“I hope not. I hope it is not impossible, I mean, that he should care for her far more than he has ever done for me,” said Cicely. “Sometimes, mother, I have thought that my coldness and undemonstrativeness have been trying to Trevor. And he is naturally indolent. A wife who will cling to him and look to him for direction in everything may draw out his character and energy—a more gentle, docile wife than I would have been perhaps.”
She tried to smile, but the effort was a failure. Her mother looked at her with an expression of anguish. In her first outburst of angry indignation, she had almost forgotten what her child must be suffering.
“My darling,” she exclaimed, “my own darling, who could be more gentle and docile than you have always been? How can I tell you what I feel for you? And you have known it all these miserable days and never told me! No, Cicely, I cannot forgive them.”
“You will in time, mother dear,” said Cicely soothingly. “At least, you, and I too, will learn to believe it must have been for the best. I feel that I shall be able to bear it if I have still you. Only,” she added timidly,“please don’t speak against them. It seems to stab me somehow, to revive the first horrible pain,” she gave an involuntary shudder. “For my sake, mother dear, you will try to forgive.”
“For your sake I would try to do anything,” replied her mother.

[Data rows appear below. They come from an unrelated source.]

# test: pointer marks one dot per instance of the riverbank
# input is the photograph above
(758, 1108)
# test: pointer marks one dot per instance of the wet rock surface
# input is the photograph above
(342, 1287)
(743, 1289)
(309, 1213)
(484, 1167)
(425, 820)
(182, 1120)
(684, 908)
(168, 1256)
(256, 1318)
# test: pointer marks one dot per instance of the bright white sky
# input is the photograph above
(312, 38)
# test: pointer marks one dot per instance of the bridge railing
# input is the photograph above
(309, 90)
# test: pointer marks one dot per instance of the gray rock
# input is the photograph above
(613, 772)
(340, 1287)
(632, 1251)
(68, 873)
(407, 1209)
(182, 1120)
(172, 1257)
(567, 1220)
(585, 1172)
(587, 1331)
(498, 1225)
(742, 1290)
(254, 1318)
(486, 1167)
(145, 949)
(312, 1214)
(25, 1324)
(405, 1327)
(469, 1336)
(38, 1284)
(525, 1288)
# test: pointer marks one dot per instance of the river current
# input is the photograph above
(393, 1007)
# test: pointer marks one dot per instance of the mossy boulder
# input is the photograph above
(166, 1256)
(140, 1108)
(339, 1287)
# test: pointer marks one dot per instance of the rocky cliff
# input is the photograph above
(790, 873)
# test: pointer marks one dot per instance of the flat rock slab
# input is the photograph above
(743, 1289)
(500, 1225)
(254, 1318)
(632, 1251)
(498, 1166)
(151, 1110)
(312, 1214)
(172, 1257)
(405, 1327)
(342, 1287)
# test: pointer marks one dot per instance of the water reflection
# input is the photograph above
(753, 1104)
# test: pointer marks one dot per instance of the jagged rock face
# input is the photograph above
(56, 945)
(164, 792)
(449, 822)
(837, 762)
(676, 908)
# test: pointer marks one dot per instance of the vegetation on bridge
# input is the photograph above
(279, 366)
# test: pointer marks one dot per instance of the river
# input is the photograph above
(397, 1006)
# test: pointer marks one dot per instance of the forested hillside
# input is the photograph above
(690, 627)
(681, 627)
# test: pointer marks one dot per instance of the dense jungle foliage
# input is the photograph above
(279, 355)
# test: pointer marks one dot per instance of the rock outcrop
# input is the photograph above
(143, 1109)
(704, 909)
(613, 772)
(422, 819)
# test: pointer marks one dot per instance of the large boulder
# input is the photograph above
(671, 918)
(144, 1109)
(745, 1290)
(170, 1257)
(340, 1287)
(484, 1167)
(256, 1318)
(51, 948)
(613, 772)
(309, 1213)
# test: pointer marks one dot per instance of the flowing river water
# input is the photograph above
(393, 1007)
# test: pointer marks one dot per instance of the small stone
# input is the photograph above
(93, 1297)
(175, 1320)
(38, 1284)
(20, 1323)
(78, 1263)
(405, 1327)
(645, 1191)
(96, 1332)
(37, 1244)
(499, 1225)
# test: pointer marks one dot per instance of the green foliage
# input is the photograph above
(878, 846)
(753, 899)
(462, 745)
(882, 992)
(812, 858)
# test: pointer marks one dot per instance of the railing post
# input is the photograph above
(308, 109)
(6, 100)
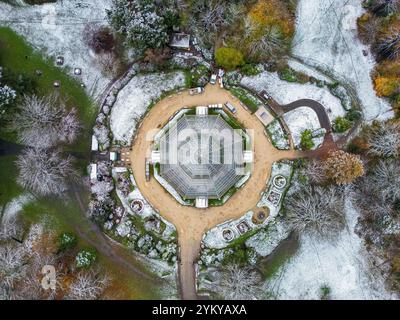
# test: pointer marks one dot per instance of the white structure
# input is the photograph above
(201, 203)
(95, 143)
(180, 41)
(113, 156)
(155, 157)
(201, 111)
(248, 156)
(264, 116)
(93, 171)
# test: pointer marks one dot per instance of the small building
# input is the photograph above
(113, 156)
(180, 41)
(60, 60)
(201, 111)
(264, 116)
(93, 171)
(155, 157)
(248, 156)
(201, 202)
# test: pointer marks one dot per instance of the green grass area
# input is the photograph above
(246, 98)
(9, 189)
(270, 265)
(19, 57)
(61, 214)
(66, 216)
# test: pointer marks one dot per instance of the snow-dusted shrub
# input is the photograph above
(12, 265)
(85, 258)
(140, 22)
(384, 179)
(10, 228)
(99, 210)
(101, 189)
(67, 241)
(384, 140)
(7, 96)
(238, 283)
(99, 39)
(342, 167)
(102, 134)
(44, 171)
(316, 210)
(88, 285)
(315, 171)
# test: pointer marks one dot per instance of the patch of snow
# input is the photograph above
(342, 265)
(299, 120)
(15, 206)
(299, 67)
(286, 92)
(265, 241)
(57, 28)
(278, 136)
(326, 36)
(135, 98)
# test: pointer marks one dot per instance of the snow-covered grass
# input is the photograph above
(57, 29)
(285, 92)
(278, 137)
(341, 264)
(214, 238)
(295, 65)
(326, 36)
(301, 119)
(135, 98)
(15, 206)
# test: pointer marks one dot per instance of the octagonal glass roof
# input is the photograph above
(201, 156)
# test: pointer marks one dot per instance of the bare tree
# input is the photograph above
(315, 171)
(100, 39)
(369, 29)
(10, 228)
(316, 210)
(269, 45)
(384, 180)
(12, 265)
(88, 285)
(384, 140)
(389, 45)
(238, 283)
(102, 189)
(69, 127)
(385, 7)
(44, 171)
(342, 167)
(43, 122)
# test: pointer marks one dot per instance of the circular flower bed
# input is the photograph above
(228, 235)
(137, 205)
(260, 216)
(279, 181)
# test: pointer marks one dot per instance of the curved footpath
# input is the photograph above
(191, 223)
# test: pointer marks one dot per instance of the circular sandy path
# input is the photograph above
(191, 223)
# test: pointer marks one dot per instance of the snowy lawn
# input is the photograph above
(57, 29)
(135, 98)
(301, 119)
(285, 92)
(342, 265)
(326, 36)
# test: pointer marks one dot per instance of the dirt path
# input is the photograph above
(192, 223)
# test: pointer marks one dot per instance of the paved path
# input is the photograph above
(192, 223)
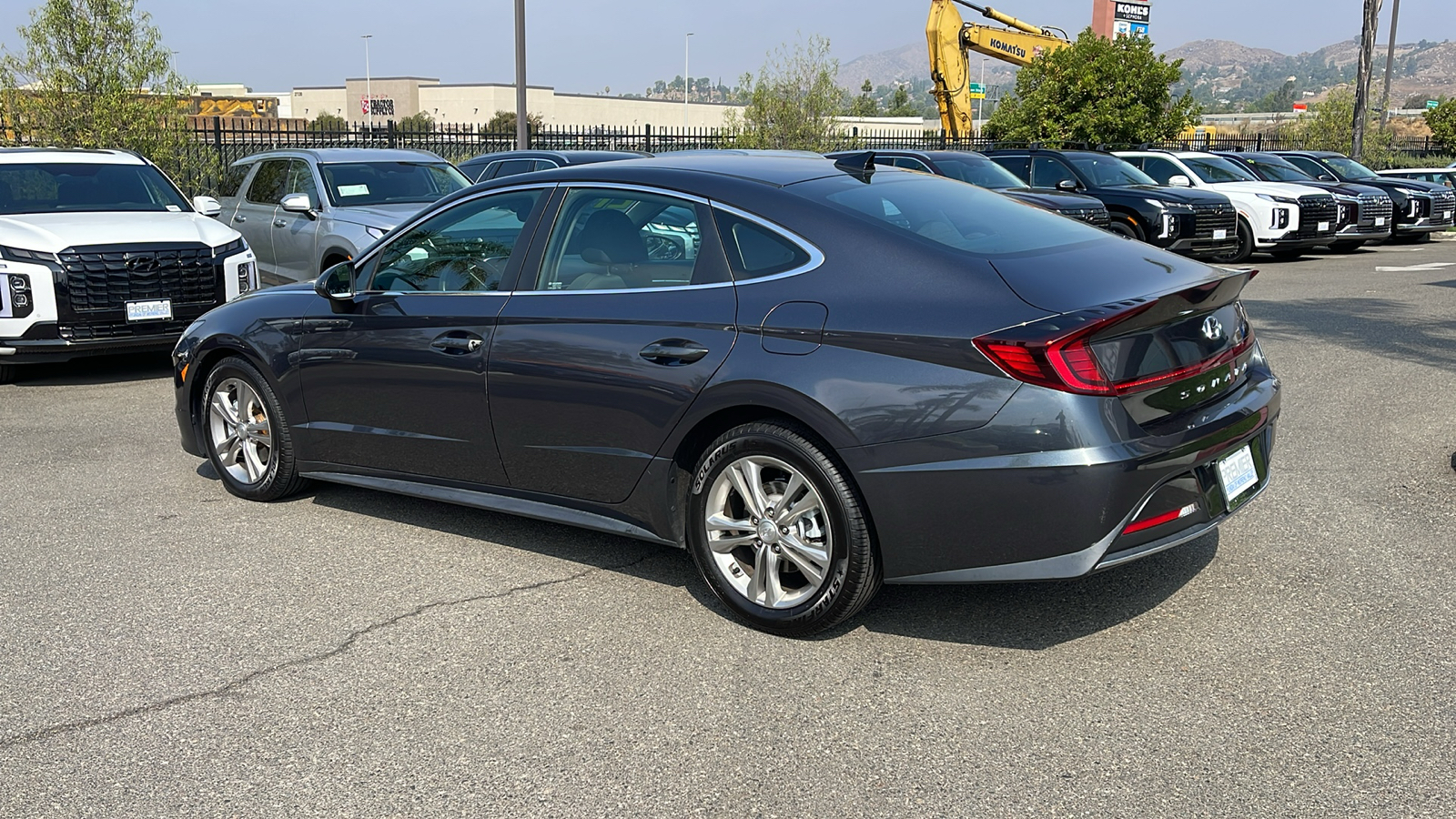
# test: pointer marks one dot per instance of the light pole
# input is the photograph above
(688, 84)
(369, 86)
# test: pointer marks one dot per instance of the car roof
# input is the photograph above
(77, 155)
(346, 155)
(568, 157)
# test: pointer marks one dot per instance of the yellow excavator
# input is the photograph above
(950, 38)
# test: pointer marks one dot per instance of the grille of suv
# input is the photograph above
(1208, 217)
(106, 278)
(1375, 207)
(1312, 210)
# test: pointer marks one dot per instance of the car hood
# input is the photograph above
(1098, 271)
(1052, 200)
(1292, 189)
(55, 232)
(383, 216)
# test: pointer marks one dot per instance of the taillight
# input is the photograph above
(1057, 353)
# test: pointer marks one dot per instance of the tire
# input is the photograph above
(1125, 228)
(790, 571)
(1244, 249)
(247, 435)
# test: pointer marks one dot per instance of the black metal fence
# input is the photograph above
(218, 142)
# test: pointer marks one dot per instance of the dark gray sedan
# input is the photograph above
(854, 376)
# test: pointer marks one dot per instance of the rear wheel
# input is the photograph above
(1244, 249)
(778, 531)
(247, 435)
(1125, 227)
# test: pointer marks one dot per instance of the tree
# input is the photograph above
(1096, 91)
(504, 121)
(865, 104)
(328, 123)
(95, 73)
(422, 121)
(1441, 121)
(793, 101)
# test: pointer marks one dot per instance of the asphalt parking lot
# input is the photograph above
(171, 651)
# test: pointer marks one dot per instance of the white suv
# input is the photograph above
(1278, 217)
(99, 252)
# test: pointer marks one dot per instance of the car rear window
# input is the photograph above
(948, 213)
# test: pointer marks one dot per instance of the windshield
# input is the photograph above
(1279, 171)
(389, 182)
(65, 187)
(1110, 171)
(980, 172)
(1218, 169)
(935, 208)
(1350, 167)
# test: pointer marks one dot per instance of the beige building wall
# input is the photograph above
(477, 104)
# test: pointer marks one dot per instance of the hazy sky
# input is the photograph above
(580, 46)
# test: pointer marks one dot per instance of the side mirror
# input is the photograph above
(298, 203)
(207, 206)
(337, 283)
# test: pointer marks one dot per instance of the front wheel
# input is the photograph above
(247, 435)
(778, 531)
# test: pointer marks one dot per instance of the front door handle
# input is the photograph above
(673, 351)
(456, 344)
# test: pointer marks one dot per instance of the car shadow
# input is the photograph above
(1373, 325)
(96, 369)
(1014, 615)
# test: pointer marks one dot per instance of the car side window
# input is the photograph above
(233, 179)
(1018, 165)
(268, 182)
(1048, 171)
(463, 249)
(754, 251)
(1161, 169)
(621, 239)
(300, 181)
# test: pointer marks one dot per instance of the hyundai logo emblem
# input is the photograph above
(1212, 329)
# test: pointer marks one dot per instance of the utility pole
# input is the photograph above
(369, 87)
(1368, 29)
(1390, 67)
(523, 127)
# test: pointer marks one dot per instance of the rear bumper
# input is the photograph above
(970, 509)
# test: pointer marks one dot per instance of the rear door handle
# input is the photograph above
(673, 351)
(456, 344)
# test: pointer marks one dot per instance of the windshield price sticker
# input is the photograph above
(149, 310)
(1237, 474)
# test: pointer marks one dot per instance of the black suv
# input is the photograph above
(1420, 207)
(1186, 220)
(977, 169)
(1366, 213)
(511, 162)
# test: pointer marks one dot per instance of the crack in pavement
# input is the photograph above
(339, 649)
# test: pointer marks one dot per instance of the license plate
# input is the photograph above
(149, 310)
(1237, 472)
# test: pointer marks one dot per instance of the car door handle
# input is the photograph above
(673, 351)
(456, 344)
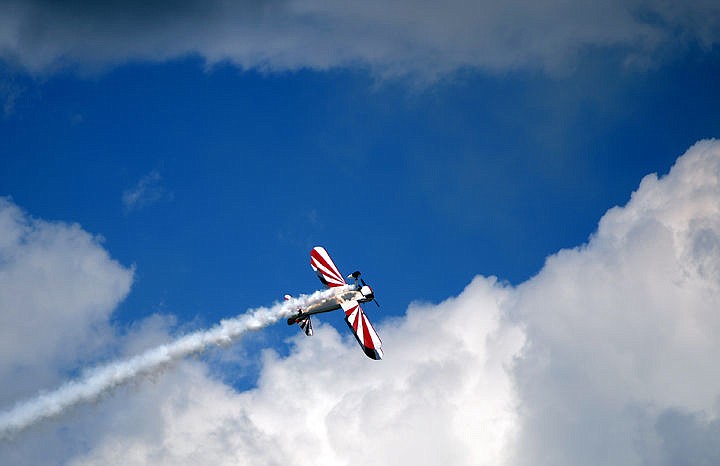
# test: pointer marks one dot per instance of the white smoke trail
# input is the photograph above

“And,” whispered Cicely, “we can feel that it is only we two who suffer. My father has been spared all this.”
“Yes,” said Mrs. Methvyn, “we may be thankful for that.”
“And after a while,” continued Cicely, “you and I will go away together to some new place where there be nothing to recall all this, and we shall be very happy and peaceful in our own way, mother dear, after all, shall we not?”
Mrs. Methvyn tried to answer cheerfully, but she could not manage it. She only shook her head sorrowfully, while the tears ran down her thin cheeks. Cicely kissed them away.
“I don’t know, dear,” the mother whispered. “I would not feel it so if I could look forward to being able to do anything to make you happy again. But I am getting old, my darling, trouble ages one, and I feel as if half my life had gone with your father.”